Por eso era importante que todo el proceso se cerrara precisamente con este canecillo que tus ateridos dedos se esfuerzan en cincelar mientras haces peligrosos equilibrios sobre el frágil andamio. El otro, el que representa la condición humana, siempre esclava de las tres vertientes del tiempo: el pasado, el presente y el futuro, no te importó esculpirlo al resguardo de tu taller. Pero éste, el que marca el final, tenías que tallarlo aquí mismo, haciendo saltar chispas de la piedra con tu cincel, igual que un guerrero haría saltar las escamas de un dragón con su espada.

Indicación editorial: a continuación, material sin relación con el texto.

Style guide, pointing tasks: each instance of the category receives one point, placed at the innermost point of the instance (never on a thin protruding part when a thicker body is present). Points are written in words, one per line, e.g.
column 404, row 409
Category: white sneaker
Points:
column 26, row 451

Y había de ser el último día del año, para que todo lo malo y lo bueno que en él ha ocurrido -y ha sido mucho de lo primero y poco de lo segundo- quede definitivamente atrás. Por eso estás dando forma a un hombre-cerradura, que habrá de representarte sólo a ti, y a la vez a todo el mundo, pues cada uno carga con una pesada arca donde esconde lo que es y enseña lo que aparenta ser.
Sí, quédese cerrada a buen recaudo por los siglos de los siglos detrás de este guardián de piedra, desafiando a quienes quieran interpretar su significado, que no será otro que el que tú sabes y dictas a cada golpe de mazo.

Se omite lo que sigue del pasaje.